Soldier A: Behind Iraqi Lines Read online

Page 9


  ‘Either they’ve been captured,’ Andrew said, ‘or they somehow managed to get off and leg out by a different route. If they don’t turn up by nightfall, we’ll do the same.’

  ‘Get captured or leg out?’ Taff asked, attempting some levity even though he felt as bad as he looked, which was truly dreadful.

  ‘Leg out,’ Andrew confirmed. He then looked carefully at Taff. ‘Are you OK?’

  ‘I’ll survive,’ Taff said.

  Andrew glanced down the hill. ‘I left my GPMG down there,’ he said to Danny, ‘when you told us to run. Even I couldn’t carry that on the run. Now I feel naked.’

  ‘You’ve still got your M16,’ Danny replied, ‘and that’s all you’ll want if we’re to march all the way to the Syrian border.’

  ‘I don’t think I’ll make that,’ Taff said, looking serious. ‘I feel nauseous and absolutely drained. Bloody awful, in fact. Why don’t we try an aircrew beacon?’

  ‘We will,’ Andrew said, still glancing down the hill to the MSR, where the Iraqi troops were climbing back onto their trucks. ‘They seem to have given up down there. If they have, if they leave, we’ll try signalling with the beacon and hope to God that something turns up.’

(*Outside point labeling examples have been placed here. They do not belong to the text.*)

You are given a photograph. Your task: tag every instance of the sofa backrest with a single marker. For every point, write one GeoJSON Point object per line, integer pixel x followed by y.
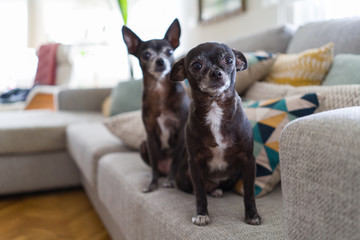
{"type": "Point", "coordinates": [273, 40]}
{"type": "Point", "coordinates": [344, 33]}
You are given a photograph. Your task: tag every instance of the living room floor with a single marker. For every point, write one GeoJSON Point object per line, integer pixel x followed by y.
{"type": "Point", "coordinates": [53, 215]}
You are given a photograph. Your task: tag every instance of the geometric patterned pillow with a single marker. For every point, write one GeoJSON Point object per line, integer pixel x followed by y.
{"type": "Point", "coordinates": [268, 118]}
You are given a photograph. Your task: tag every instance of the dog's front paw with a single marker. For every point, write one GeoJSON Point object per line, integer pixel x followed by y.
{"type": "Point", "coordinates": [150, 188]}
{"type": "Point", "coordinates": [217, 193]}
{"type": "Point", "coordinates": [168, 183]}
{"type": "Point", "coordinates": [255, 220]}
{"type": "Point", "coordinates": [201, 220]}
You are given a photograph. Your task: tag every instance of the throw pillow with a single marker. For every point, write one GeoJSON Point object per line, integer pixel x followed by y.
{"type": "Point", "coordinates": [345, 70]}
{"type": "Point", "coordinates": [126, 96]}
{"type": "Point", "coordinates": [306, 68]}
{"type": "Point", "coordinates": [268, 118]}
{"type": "Point", "coordinates": [128, 127]}
{"type": "Point", "coordinates": [254, 73]}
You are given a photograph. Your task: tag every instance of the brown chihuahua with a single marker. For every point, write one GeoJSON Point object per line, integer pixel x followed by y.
{"type": "Point", "coordinates": [164, 104]}
{"type": "Point", "coordinates": [218, 135]}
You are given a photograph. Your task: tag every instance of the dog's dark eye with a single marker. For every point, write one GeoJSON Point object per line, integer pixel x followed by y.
{"type": "Point", "coordinates": [196, 66]}
{"type": "Point", "coordinates": [146, 55]}
{"type": "Point", "coordinates": [169, 52]}
{"type": "Point", "coordinates": [229, 60]}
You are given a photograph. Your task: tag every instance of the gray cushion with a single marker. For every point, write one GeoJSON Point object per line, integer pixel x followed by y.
{"type": "Point", "coordinates": [273, 40]}
{"type": "Point", "coordinates": [82, 99]}
{"type": "Point", "coordinates": [320, 174]}
{"type": "Point", "coordinates": [37, 171]}
{"type": "Point", "coordinates": [166, 213]}
{"type": "Point", "coordinates": [344, 33]}
{"type": "Point", "coordinates": [345, 70]}
{"type": "Point", "coordinates": [37, 130]}
{"type": "Point", "coordinates": [87, 143]}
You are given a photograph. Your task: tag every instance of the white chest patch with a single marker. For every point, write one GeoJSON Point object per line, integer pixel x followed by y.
{"type": "Point", "coordinates": [214, 119]}
{"type": "Point", "coordinates": [165, 133]}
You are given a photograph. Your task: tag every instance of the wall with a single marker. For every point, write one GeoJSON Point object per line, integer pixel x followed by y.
{"type": "Point", "coordinates": [259, 15]}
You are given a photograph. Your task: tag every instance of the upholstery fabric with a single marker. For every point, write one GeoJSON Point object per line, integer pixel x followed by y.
{"type": "Point", "coordinates": [345, 70]}
{"type": "Point", "coordinates": [306, 68]}
{"type": "Point", "coordinates": [268, 118]}
{"type": "Point", "coordinates": [128, 127]}
{"type": "Point", "coordinates": [82, 99]}
{"type": "Point", "coordinates": [166, 213]}
{"type": "Point", "coordinates": [37, 130]}
{"type": "Point", "coordinates": [320, 172]}
{"type": "Point", "coordinates": [37, 171]}
{"type": "Point", "coordinates": [87, 143]}
{"type": "Point", "coordinates": [334, 96]}
{"type": "Point", "coordinates": [344, 33]}
{"type": "Point", "coordinates": [254, 73]}
{"type": "Point", "coordinates": [277, 40]}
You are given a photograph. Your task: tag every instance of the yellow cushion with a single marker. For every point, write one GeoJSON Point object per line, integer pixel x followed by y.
{"type": "Point", "coordinates": [306, 68]}
{"type": "Point", "coordinates": [42, 101]}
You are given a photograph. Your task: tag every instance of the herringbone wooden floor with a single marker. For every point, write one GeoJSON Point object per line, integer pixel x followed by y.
{"type": "Point", "coordinates": [55, 215]}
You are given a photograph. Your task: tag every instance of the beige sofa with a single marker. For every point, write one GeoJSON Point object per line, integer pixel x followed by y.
{"type": "Point", "coordinates": [319, 157]}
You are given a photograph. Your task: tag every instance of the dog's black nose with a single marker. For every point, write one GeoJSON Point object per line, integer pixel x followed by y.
{"type": "Point", "coordinates": [160, 62]}
{"type": "Point", "coordinates": [216, 74]}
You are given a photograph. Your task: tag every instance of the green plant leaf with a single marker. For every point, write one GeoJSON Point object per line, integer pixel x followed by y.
{"type": "Point", "coordinates": [123, 9]}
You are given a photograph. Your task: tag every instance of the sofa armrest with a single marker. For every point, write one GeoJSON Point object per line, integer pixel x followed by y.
{"type": "Point", "coordinates": [82, 99]}
{"type": "Point", "coordinates": [320, 175]}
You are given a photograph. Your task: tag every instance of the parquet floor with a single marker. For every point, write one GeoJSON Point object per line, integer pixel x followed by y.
{"type": "Point", "coordinates": [54, 215]}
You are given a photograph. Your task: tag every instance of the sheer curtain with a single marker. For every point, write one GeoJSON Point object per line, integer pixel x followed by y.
{"type": "Point", "coordinates": [304, 11]}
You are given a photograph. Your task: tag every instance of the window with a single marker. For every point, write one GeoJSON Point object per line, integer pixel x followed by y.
{"type": "Point", "coordinates": [305, 11]}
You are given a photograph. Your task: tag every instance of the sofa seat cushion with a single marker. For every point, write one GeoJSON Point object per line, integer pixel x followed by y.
{"type": "Point", "coordinates": [166, 213]}
{"type": "Point", "coordinates": [87, 143]}
{"type": "Point", "coordinates": [36, 131]}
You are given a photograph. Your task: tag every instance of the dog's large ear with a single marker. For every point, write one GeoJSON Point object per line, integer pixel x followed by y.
{"type": "Point", "coordinates": [131, 40]}
{"type": "Point", "coordinates": [178, 73]}
{"type": "Point", "coordinates": [173, 34]}
{"type": "Point", "coordinates": [241, 61]}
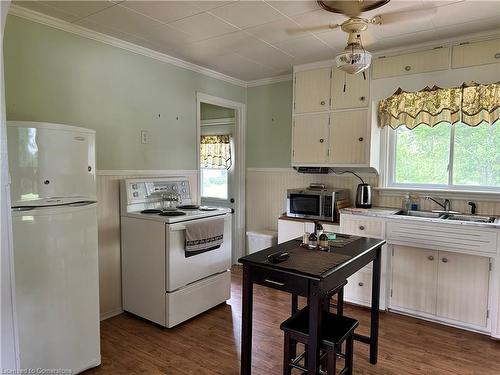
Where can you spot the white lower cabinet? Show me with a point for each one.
(450, 286)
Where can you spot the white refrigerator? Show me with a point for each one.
(53, 191)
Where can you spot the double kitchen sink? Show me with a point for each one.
(447, 215)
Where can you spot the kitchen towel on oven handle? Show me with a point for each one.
(203, 236)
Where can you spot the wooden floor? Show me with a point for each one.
(209, 343)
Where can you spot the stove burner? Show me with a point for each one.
(151, 211)
(188, 207)
(205, 208)
(172, 213)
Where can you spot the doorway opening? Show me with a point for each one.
(221, 161)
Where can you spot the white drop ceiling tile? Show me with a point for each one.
(464, 12)
(264, 54)
(336, 38)
(216, 46)
(239, 66)
(103, 29)
(80, 9)
(169, 37)
(203, 26)
(277, 31)
(318, 18)
(126, 20)
(40, 7)
(164, 11)
(292, 8)
(208, 5)
(304, 47)
(247, 13)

  At noon the Iraqis were still searching the area below, so Andrew, Danny and Taff nibbled at the last of the high-calorie rations in their individual escape belts, checked their location with the aid of the belt’s small-scale map and button compass, and decided between them what way to go when the Iraqis departed.

  This they did not do until late afternoon, but finally they drove off, heading back across the MSR, the way they had come. Eventually they became no more than a puff of dust in the distant flatlands.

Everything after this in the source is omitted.